PaddlePaddle / PaddleOCR

Awesome multilingual OCR toolkits based on PaddlePaddle (practical ultra lightweight OCR system, support 80+ languages recognition, provide data annotation and synthesis tools, support training and deployment among server, mobile, embedded and IoT devices)
Apache License 2.0
38.99k stars 7.32k forks source link

PPStructure: unable to recognize a fairly easy structure #12036

Closed vlavorini closed 6 days ago

vlavorini commented 2 weeks ago

I am trying to parse this PDF using PaddleOCR 2.7.3.

I tried converting the pages as images, and then run PPStructure on them. I tried with the following options:

engine = PPStructure(show_log=True, image_orientation=True)

engine = PPStructure(show_log=True, image_orientation=True, lan='en')

engine = PPStructure((show_log=True, image_orientation=True, lan='en',  layout_model_dir=./picodet_lcnet_x1_0_fgd_layout_infer',  layout_dict_path='./layout_publaynet_dict.txt',)

but the results in the second page of the document are not satisfactory: page_1

I also tried with the model ppyolov2_r50vd_dcn_365e_publaynet:

engine = PPStructure(show_log=True, image_orientation=True, lan='en',
                      layout_model_dir='./ppyolov2_r50vd_dcn_365e_publaynet', 
                       layout_dict_path=./layout_publaynet_dict.txt',

but the program stops at an error: InvalidArgumentError: The size of Op(Conv) inputs should not be 0.

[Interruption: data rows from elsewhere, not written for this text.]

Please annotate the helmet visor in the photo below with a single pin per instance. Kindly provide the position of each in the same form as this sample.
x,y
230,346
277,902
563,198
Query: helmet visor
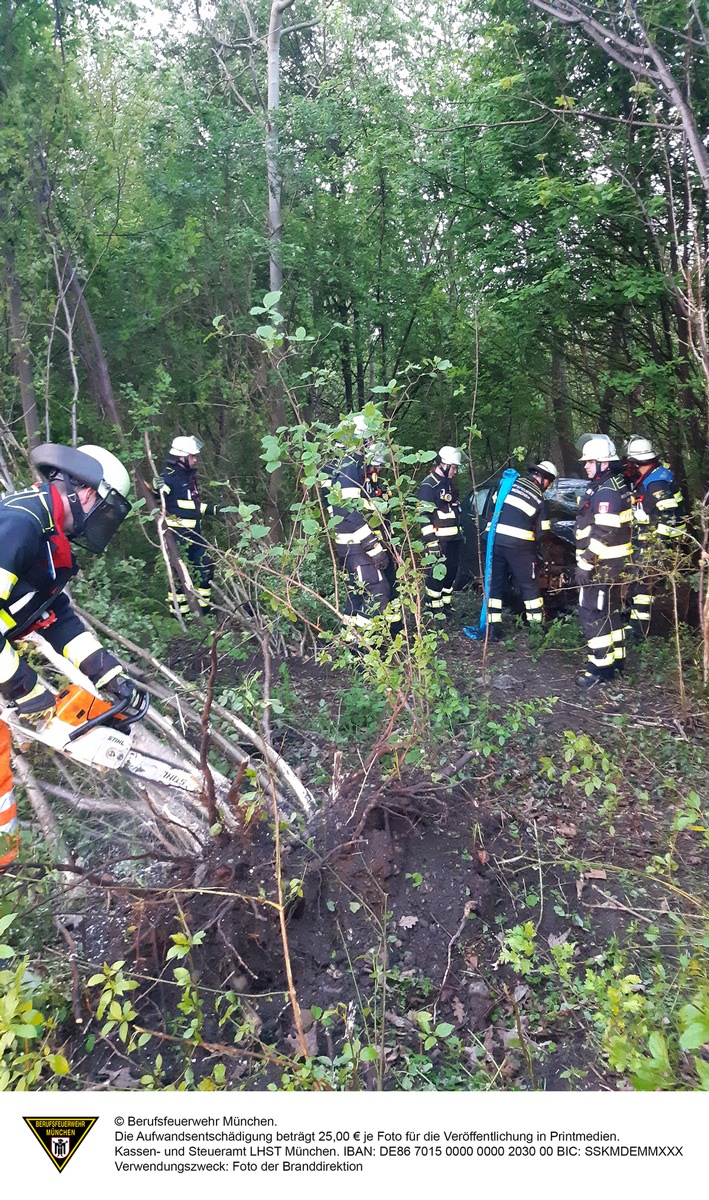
x,y
102,521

Any suggestion on how to correctly parse this pdf?

Thank you!

TingquanGao commented 1 week ago

What is the PaddlePaddle version used?

vlavorini commented 1 week ago

PaddlePaddle == 2.6.1 PaddleOCR == 2.7.3

TingquanGao commented 1 week ago

The dataset to train PPStructure models lack of such data. So the models need to be finetuned.